Despite his repulsion, Jay-Z began selling crack in the 1980s. When asked if he felt guilty for contributing to the crack epidemic, he expressed regret. In 2017, Beeson and a team of researchers at Northwestern University conducted an analysis of the Billboard Hot 100 year-end charts from 2007 to 2016 to determine the frequency of alcohol-related terms in popular music. Drug and alcohol mentions can influence adolescents to engage in substance use, according to Eric Beeson, a licensed professional counselor for the online master’s in counseling program at Northwestern University. Ahead of a tell-all show at the Brighton Dome Corn Exchange in Brighton, Stephens described his 20s as a “whirlwind” in which Rizzle Kicks had hits including Down With the Trumpets and Mama Do the Hump. “At our peak, when we had the most notoriety and fame, the pressure was unbelievable,” he told BBC Radio Sussex.

  • Yeah, Young Chop doesn’t rap, but it’s worth noting that the “Hate Being Sober” producer doesn’t smoke weed or drink.
  • Right now I’m just getting ready to drop hella music.
  • In 2020, only 6.5 percent of people with substance abuse disorders received treatment.
  • According to the Centers for Disease Control and Prevention (CDC), drug overdose deaths increased by nearly five percent from 2018 to 2019 and have even quadrupled since 1999.
  • Name it, and your favorite rapper has probably rapped about it.
  • Russ recently wore a shirt saying “How much Xanis and lean do you have to do before you realize you’re a fucking loser” and unleashed a Twitter rant similar to Maco’s this month.

Marijuana and Rap Artists

Lucki—who dropped the Eck$ from his name in 2016—has experienced some major setbacks over the past years that involved drugs, management changes, and struggles with mental health. At one point in late 2016 he stopped making music altogether, but despite falling off the map a few times, he kept coming back. Concurrently, the popular sounds of hip-hop—morphing variations of trap, rockstar mentality, omnipresent melody—have shifted in favor of Lucki’s strengths. The music he was making five years ago wouldn’t sound at all out of place in today’s market.

I use music to express myself, says deaf teen

rappers that dont do drugs

In an interview with Billboard, fans were generally overjoyed to hear Chief Sosa admit he “don’t sip the lean no more,” considering the sloppiness of his last two mixtapes.
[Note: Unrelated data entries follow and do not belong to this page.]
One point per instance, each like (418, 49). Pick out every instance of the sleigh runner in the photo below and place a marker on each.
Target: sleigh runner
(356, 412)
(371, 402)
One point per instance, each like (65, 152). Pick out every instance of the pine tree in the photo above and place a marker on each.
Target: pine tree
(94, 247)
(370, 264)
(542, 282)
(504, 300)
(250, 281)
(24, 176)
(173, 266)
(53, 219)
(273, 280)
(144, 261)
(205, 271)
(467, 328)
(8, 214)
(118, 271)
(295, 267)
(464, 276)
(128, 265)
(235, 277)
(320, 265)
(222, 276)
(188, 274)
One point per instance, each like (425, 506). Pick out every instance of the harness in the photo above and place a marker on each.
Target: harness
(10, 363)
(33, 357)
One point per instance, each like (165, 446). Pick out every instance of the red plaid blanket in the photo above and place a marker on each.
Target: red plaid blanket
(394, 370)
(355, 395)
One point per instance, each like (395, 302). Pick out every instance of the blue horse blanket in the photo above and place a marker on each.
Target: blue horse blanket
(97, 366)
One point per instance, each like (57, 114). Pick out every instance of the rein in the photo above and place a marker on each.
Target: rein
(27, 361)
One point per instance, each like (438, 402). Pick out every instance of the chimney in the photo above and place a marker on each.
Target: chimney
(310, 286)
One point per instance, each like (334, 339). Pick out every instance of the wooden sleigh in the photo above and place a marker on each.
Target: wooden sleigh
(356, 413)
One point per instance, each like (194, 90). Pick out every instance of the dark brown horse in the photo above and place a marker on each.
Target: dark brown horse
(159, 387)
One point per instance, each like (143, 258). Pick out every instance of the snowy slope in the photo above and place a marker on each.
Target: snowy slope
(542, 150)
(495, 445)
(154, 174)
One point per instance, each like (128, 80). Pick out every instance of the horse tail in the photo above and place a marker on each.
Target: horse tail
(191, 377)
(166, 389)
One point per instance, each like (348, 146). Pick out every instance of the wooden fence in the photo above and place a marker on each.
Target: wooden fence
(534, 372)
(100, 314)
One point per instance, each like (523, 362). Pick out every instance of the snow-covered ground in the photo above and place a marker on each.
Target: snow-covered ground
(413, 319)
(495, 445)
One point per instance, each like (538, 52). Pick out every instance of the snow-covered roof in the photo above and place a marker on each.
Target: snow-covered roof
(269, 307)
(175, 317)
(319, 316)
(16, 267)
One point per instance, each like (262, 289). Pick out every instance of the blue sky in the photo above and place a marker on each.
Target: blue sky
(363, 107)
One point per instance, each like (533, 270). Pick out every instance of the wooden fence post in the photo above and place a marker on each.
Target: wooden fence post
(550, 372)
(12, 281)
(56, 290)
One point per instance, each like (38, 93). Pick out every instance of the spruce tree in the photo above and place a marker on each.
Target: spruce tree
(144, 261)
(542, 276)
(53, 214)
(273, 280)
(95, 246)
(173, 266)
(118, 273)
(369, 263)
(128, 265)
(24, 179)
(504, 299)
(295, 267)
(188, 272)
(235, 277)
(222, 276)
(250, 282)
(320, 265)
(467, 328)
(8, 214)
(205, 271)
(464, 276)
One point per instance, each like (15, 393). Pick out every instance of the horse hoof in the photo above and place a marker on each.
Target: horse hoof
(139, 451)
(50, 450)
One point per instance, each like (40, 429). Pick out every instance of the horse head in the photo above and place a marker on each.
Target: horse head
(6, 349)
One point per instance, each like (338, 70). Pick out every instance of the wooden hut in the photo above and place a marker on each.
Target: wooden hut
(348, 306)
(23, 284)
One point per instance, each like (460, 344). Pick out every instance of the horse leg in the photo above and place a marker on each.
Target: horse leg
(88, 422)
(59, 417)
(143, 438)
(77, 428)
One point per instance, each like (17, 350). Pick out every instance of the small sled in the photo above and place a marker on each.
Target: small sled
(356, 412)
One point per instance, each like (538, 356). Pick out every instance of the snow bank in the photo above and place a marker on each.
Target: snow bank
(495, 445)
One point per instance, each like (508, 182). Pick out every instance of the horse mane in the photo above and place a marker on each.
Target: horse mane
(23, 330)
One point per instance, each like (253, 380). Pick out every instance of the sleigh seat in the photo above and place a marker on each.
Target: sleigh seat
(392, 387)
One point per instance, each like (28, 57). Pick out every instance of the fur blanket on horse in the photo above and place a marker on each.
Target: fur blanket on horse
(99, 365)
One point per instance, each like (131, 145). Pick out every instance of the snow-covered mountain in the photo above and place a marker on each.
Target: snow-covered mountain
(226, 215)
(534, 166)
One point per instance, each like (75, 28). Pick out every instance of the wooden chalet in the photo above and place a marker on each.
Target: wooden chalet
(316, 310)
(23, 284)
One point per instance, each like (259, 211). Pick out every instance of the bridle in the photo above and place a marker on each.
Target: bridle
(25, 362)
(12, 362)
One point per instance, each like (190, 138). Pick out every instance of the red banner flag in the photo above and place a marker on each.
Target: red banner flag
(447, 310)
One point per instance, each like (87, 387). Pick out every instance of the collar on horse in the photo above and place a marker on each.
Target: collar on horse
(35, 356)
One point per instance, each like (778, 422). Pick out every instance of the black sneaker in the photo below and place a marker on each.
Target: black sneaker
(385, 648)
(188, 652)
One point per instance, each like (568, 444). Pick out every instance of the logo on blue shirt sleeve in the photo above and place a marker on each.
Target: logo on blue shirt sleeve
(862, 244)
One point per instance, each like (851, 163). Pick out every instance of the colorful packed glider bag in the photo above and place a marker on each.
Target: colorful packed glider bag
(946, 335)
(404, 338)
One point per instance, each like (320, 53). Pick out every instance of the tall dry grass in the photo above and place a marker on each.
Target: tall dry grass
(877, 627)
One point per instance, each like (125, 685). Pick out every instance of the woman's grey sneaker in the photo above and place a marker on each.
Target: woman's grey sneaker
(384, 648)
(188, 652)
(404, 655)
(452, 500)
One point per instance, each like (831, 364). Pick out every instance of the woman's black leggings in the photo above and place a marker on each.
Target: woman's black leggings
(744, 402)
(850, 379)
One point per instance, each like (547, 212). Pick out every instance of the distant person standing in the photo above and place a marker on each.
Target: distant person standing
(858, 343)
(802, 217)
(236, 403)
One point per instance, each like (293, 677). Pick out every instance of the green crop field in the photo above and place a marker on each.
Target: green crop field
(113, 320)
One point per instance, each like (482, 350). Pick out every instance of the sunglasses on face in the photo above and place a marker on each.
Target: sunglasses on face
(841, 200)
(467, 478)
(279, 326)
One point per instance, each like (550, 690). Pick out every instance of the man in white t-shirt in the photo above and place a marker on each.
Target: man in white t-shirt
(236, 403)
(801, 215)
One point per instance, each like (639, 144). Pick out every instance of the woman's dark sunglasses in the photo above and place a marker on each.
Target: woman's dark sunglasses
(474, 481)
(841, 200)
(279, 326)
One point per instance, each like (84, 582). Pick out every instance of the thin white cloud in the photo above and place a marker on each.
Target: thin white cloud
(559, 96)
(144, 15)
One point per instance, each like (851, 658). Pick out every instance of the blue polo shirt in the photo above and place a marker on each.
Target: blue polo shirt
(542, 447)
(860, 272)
There is a danger in requiring artists to stick to their brands, especially when it focuses on abusing and glorifying a harmful lifestyle. Fans have to be willing to allow artists to evolve because that transformation extends far beyond the music; their art mimics life. You will not die if artists like Future or The Weeknd pivot the focus of their music away from chronicling drug use, but they could, and that should be the only point that matters here. When messages such as a breakup, sex and addiction become the primary focuses of an artist’s narrative, we inherently expect them to continue with those trends, especially if the music is a success.

rappers that dont do drugs

Despite the popularity of drugs in hip-hop culture, not every rapper partakes in popping mollys or getting fried. Some of these artists have never done drugs in their life, while others choose to abstain from smoking or drinking because of near-death experiences they’ve had. Though some listeners may disagree, these artists have continually shown that they’re more than capable of making quality music without the enhancement of drugs. The rapid rise of drug references laid waste to Ice-T’s message of abstinence, as Jay Z, the Notorious B.I.G., and Snoop Dogg dropped albums with first-hand accounts of the 1980s crack epidemic. Their experiences selling drugs (and smoking them) translated into platinum-selling records, fueling a generation of rappers intent on telling the story of rappers who are sober the hustler.